Particularité du Pill-Box: sa caisse est tellement basse qu'elle est traversée par l'essieu

 

         Revenons aux harnais, achetés le même jour que la voiture. Ils étaient peu usés et pas spécialement antiques, ce qui signifie qu'ils avaient probablement été fabriqués entre 1960 et 1970. La qualité des différentes pièces était fort inégale; en définitive, il ne reste plus maintenant qu'un seul de ces deux harnais.

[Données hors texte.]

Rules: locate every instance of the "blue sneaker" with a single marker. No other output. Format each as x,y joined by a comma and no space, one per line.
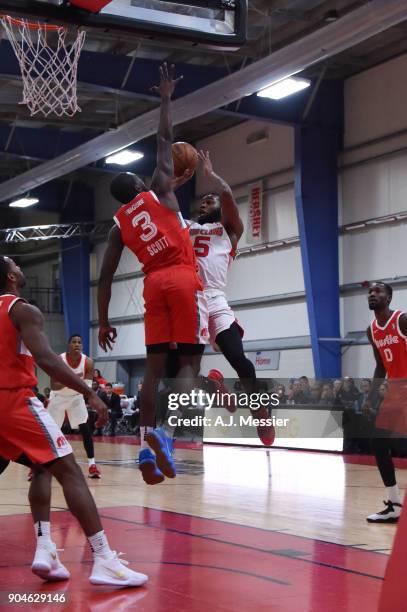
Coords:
148,467
163,447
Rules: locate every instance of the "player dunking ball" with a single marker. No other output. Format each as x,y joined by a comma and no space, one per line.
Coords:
388,337
63,399
28,434
215,236
150,224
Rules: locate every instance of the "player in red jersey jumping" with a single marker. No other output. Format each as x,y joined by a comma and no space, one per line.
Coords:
388,337
150,224
29,435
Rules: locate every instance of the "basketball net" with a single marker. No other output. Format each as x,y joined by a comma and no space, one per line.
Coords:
49,73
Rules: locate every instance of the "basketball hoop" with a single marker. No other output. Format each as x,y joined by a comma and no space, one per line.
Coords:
48,63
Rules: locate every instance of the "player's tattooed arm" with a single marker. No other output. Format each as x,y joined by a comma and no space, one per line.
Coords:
230,211
115,246
164,172
379,373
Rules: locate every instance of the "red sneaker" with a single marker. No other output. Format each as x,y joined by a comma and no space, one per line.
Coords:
266,433
94,471
217,377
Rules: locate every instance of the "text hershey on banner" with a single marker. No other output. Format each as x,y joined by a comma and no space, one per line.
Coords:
255,224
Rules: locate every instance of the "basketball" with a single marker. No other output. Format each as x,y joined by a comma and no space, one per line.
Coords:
185,157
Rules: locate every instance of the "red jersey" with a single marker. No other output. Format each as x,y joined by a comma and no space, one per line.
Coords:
17,364
392,345
157,235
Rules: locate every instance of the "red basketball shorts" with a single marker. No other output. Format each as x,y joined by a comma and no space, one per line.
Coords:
175,307
27,428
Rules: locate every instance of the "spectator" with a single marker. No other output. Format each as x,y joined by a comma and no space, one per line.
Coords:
92,414
115,410
327,395
99,378
348,394
316,392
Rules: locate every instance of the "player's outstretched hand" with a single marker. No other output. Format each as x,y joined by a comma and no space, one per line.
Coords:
178,181
206,162
107,337
168,81
97,404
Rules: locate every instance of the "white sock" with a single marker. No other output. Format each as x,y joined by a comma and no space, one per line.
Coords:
393,494
143,432
100,546
43,532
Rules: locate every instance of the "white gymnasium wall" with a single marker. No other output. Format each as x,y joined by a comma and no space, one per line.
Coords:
373,183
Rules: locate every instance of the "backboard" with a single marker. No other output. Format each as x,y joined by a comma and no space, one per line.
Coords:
214,23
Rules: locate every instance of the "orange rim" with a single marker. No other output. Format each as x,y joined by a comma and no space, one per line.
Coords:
31,25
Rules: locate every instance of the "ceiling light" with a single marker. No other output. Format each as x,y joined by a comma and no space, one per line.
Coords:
124,158
24,202
284,88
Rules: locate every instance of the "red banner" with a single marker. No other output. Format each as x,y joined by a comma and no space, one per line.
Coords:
255,225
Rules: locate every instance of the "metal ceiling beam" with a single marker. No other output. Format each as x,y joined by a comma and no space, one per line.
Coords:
355,27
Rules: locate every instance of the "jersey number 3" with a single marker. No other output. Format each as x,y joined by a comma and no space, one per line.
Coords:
201,246
149,229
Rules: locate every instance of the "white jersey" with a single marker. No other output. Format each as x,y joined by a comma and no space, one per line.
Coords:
79,370
214,253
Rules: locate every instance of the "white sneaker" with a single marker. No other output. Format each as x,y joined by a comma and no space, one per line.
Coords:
47,565
390,514
114,572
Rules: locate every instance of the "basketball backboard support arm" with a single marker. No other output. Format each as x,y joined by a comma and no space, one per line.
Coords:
210,23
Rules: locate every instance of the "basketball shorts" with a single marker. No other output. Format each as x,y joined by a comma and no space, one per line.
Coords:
74,406
175,307
221,316
27,428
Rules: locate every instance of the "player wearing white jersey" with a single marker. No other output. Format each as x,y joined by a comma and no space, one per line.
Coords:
215,236
64,400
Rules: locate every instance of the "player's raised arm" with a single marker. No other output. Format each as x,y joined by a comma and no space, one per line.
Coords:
164,172
30,323
230,212
107,334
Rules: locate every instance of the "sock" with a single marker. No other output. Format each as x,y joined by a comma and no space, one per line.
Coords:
43,532
393,494
100,546
143,432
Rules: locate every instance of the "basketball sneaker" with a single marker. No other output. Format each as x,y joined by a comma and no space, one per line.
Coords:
148,467
390,514
162,445
47,565
94,471
266,433
114,572
218,379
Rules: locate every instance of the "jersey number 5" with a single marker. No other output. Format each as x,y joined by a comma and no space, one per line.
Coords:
149,229
388,354
201,246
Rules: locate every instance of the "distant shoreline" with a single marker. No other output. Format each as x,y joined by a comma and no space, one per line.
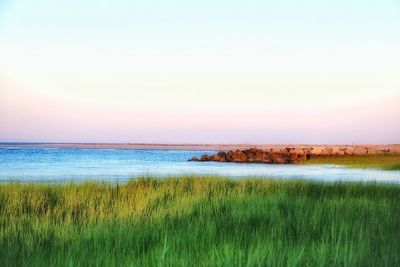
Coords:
394,148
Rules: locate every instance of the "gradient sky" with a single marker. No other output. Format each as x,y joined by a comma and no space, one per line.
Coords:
200,71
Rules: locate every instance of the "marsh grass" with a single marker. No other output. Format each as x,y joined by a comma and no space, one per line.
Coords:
381,161
206,221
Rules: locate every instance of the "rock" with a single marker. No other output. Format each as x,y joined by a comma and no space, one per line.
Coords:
287,155
239,156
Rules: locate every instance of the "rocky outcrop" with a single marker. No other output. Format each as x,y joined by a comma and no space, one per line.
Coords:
285,155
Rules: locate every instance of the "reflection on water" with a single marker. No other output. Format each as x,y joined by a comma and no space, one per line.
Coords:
62,164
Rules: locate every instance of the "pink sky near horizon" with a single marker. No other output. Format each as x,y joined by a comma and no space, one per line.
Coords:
200,72
43,119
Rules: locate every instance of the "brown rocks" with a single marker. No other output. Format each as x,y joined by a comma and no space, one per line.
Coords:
287,155
239,156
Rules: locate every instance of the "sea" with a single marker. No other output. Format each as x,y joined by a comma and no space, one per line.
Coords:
52,164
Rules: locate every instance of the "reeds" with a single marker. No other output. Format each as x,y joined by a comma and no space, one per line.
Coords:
202,221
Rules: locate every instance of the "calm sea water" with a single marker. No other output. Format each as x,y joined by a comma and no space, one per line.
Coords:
65,164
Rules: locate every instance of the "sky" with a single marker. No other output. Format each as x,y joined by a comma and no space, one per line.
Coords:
154,71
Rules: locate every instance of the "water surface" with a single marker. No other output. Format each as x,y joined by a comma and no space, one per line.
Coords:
65,164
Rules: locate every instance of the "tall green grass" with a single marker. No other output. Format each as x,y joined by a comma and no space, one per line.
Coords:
381,161
200,221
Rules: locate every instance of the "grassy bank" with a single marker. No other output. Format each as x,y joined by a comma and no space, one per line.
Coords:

Les brides, bien que fragiles, m'ont servi longtemps en concours.

        

         Les sellettes n'ont pas fait long feu, mais elles avaient de très bons arçons que j'ai réutilisés par la suite. Les blanchets des bricoles étaient ridiculement étroits: après les avoir démontés, je les ai remontés sur les cartables à dos de mes enfants ! Cependant, le cuir des bricoles était joliment ciselé, avec double couture, et a pu être conservé en y substituant un nouveau blanchet plus large, fourré avec du feutre. Les traits, les dossières, les bracelets de brancards et les reculements (bombés) étaient très corrects. J'ai progressivement refait à la main à peu près toutes les coutures, qui étaient des coutures à la machine, mais j'ai conservé la bouclerie en laiton, excellente (et introuvable en 1977).

 

         Le harnais actuel provient essentiellement de ces harnais achetés en 1977: Nonette-Cuirs n'a fabriqué entièrement que la bride, les guides, le surcou et la sangle. La sellette (nue, sans dossière) a été achetée au début de 2008, et ultérieurement raccourcie de 6 cm de chaque côté car c'était un modèle pour cheval.

 

Emmanuel VANTROYS,  Mars 2014

 

 

(*) ndlr: la photo du Pill-Box  a fait l'objet d'un  "Quiz du dimanche ... " et le nom de cette voiture a suscité beaucoup de commentaires.